Chantier fermé du monde extérieur
Ainsi, la construction du troisième aéroport est donc sous-traitée à une myriade de petites entreprises en quête de marges et moins regardantes sur les conditions de travail. «C'est un système qui rend incertaine la définition du travail», dénonce Murat Çakir, coordinateur de l'ONG Assemblée pour la sécurité et la santé des travailleurs (Isig). Impossible de contrôler les conditions de travail, selon lui. Dès lors, «les ouvriers se retrouvent dans un régime où ils travaillent douze heures par jour, où les mesures de sécurité de travail ne sont pas prises, la nourriture de mauvaise qualité et les logements bondés. La sous-traitance est une stratégie pour avoir une main-d'œuvre bon marché».
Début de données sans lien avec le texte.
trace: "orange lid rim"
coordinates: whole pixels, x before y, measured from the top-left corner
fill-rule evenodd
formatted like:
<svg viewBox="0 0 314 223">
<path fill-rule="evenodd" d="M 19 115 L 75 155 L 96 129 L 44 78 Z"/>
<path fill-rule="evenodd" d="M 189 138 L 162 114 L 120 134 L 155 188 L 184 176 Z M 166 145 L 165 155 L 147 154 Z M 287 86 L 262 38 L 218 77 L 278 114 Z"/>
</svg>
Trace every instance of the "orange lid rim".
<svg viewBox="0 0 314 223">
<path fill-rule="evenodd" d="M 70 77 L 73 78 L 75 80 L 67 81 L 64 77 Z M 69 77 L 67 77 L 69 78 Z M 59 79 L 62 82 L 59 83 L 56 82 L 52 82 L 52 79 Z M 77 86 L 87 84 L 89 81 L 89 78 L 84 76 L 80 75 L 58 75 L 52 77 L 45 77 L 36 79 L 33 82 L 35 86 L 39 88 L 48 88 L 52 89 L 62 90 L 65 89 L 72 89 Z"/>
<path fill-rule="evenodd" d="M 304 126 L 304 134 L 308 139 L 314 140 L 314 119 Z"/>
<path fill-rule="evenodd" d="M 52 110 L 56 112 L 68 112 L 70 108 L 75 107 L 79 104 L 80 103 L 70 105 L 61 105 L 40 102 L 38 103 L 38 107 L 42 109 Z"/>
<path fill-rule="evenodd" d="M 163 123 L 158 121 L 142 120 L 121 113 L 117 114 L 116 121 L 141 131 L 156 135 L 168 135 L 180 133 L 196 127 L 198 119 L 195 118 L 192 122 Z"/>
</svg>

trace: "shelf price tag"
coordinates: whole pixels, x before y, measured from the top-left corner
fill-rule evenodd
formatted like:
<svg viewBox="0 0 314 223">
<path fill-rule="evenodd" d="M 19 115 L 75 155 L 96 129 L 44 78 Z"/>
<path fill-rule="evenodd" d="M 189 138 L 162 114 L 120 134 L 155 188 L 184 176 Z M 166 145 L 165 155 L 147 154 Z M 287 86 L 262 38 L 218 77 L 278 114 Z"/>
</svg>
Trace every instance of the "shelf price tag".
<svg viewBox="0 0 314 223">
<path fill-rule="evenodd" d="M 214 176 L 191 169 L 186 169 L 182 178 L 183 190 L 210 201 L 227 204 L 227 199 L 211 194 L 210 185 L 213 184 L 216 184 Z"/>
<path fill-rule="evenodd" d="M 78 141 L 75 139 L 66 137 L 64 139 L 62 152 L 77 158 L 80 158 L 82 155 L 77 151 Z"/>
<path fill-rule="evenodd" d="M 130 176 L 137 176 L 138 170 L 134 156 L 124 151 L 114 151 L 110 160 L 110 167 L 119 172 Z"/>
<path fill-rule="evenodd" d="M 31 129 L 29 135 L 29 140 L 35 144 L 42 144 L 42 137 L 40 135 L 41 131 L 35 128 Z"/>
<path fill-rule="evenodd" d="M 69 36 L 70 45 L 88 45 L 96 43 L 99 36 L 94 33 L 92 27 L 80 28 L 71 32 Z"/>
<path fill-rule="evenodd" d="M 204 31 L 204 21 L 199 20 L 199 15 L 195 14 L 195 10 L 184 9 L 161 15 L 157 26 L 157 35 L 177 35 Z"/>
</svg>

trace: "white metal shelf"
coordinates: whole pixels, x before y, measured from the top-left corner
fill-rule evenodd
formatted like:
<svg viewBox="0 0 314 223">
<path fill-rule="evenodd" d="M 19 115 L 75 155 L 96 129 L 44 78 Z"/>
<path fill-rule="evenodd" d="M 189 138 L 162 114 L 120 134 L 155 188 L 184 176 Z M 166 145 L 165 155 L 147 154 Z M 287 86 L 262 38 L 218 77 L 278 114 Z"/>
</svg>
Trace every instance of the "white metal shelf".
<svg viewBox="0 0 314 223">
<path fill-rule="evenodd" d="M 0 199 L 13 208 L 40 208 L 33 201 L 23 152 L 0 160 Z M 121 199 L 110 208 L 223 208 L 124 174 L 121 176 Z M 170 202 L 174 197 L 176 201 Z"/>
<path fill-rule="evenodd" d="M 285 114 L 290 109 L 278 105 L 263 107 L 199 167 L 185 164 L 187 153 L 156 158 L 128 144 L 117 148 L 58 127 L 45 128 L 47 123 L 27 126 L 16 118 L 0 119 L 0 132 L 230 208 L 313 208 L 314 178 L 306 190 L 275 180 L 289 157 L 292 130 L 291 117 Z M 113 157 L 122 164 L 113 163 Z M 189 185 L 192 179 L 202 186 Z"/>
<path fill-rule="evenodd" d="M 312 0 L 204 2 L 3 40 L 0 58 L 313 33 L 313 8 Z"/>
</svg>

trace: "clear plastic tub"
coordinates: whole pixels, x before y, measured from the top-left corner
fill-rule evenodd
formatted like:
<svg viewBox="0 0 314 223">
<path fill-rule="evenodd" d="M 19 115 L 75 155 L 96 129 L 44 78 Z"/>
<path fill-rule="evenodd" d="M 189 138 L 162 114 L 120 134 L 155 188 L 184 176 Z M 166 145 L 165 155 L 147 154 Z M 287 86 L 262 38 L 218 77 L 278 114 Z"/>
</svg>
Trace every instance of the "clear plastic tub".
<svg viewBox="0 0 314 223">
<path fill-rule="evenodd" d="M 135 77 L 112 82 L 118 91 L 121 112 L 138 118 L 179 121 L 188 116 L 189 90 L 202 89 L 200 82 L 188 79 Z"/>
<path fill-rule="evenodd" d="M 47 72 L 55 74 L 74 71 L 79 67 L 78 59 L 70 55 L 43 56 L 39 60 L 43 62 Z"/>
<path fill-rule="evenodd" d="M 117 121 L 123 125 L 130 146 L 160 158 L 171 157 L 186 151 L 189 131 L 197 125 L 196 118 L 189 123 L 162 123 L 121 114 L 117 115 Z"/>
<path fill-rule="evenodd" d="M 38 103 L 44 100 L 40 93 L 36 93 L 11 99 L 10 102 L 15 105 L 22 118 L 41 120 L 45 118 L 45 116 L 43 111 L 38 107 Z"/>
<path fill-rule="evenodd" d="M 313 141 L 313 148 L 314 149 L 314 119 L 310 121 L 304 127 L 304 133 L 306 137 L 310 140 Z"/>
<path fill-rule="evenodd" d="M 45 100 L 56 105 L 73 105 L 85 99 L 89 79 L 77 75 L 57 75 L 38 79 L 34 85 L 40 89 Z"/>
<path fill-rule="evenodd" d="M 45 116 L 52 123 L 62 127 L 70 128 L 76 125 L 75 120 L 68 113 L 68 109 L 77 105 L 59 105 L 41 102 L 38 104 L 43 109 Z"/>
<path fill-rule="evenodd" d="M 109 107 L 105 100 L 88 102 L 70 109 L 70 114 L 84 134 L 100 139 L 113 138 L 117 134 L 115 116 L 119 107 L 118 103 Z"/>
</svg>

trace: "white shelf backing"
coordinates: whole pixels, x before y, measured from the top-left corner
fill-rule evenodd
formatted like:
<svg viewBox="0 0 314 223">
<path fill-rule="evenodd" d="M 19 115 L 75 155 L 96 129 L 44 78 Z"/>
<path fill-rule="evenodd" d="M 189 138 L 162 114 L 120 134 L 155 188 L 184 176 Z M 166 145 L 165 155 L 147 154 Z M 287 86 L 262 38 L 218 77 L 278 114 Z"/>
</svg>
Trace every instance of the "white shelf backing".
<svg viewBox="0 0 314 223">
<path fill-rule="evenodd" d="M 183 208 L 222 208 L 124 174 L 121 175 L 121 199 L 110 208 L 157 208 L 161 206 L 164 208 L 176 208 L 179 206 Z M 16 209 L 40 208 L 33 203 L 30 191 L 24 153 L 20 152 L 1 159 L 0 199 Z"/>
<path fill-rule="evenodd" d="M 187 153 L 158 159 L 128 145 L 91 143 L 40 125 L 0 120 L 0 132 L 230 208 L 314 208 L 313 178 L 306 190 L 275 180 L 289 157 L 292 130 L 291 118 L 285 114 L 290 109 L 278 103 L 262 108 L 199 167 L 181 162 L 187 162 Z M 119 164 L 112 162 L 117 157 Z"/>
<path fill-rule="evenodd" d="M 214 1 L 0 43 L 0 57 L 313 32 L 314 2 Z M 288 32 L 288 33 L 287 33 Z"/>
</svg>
Les ouvriers en sont les premières victimes : «Il y a une augmentation parallèle entre le travail de sous-traitance et les accidents du travail mortels», confirme Aziz Çelik, spécialiste en économie du travail pour l'université de Kocaeli. Les chiffres sont à peine croyables : plus de 2 000 ouvriers sont morts l'an passé en Turquie, dont un quart dans le bâtiment, selon les chiffres d'Isig. Autre dommage collatéral, selon l'enseignant : «L'activité syndicale sur les sites en sous-traitance est quasi impossible.»
Yunus Özgür en est on ne peut plus conscient. Malgré cela, il multiplie inlassablement coups de fil et aller-retour vers le site du troisième chantier, pour tenter de sensibiliser les ouvriers. Un véritable défi : «C'est un chantier fermé du monde extérieur, à plus d'une trentaine de kilomètres en dehors d'Istanbul. Il y a aussi beaucoup de turn-over chez les ouvriers, c'est très difficile de savoir qui travaille ici. Et ceux qui sont encore là vivent dans des baraquements sur place. On ne peut les contacter qu'en secret.» Venu discrètement voir le syndicaliste pour un problème de salaire impayé, Gökhan, confirme : «Rien que d'évoquer le mot "syndicat", c'est déjà un risque. Ici, on n'aime pas les ouvriers qui veulent faire respecter leurs droits.»